El ejemplo de Santa Mónica quedó grabado de tal modo en el ánimo de San Agustín
que años más tarde, quizá recordando a su madre, exhortaba: «procurad con todo
cuidado la salvación de los de vuestra casa»4.
La familia es verdaderamente el lugar adecuado para que los
hijos reciban, desarrollen, y muchas veces recuperen, la fe. «¡Qué grato es al
Señor ver que la familia cristiana es verdaderamente una iglesia doméstica, un lugar de
oración, de transmisión de la fe, de aprendizaje a través del ejemplo de los
mayores, de actitudes cristianas sólidas, que se conservan a lo largo de toda
la vida como el más sagrado legado! Se dijo de Santa Mónica que había sido dos veces madre de Agustín,
porque no solo lo dio a luz, sino que lo rescató para la fe católica y la vida
cristiana. Así deben ser los padres cristianos: dos veces progenitores de sus
hijos, en su vida natural, y en su vida en Cristo y espiritual»5. Y
tendrán un doble premio del Señor y una doble alegría en el Cielo.

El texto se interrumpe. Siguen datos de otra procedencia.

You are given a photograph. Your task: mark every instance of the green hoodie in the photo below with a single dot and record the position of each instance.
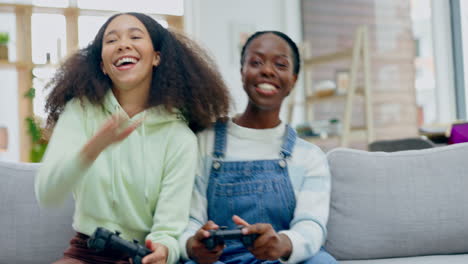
(140, 186)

II. Nunca debe desfallecer la oración por los hijos: es
siempre eficaz, aunque a veces, como en la vida de San Agustín, tarden algún
tiempo en llegar los frutos. Esta oración por la familia es gratísima al Señor,
especialmente cuando va acompañada por una vida que procura ser ejemplar. San
Agustín nos dice de su madre que también «se esforzó en ganar a su esposo para
Dios, sirviéndose no tanto de palabras como de su propia vida»6; una
vida llena de abnegación, de alegría, de firmeza en la fe. Si queremos llevar a
Dios a quienes nos rodean, el ejemplo y la alegría han de ir por delante. Las
quejas, el malhumor, el celo amargo poco o nada consiguen. La constancia, la
paz, la alegría y una humilde y constante oración al Señor, lo consiguen todo.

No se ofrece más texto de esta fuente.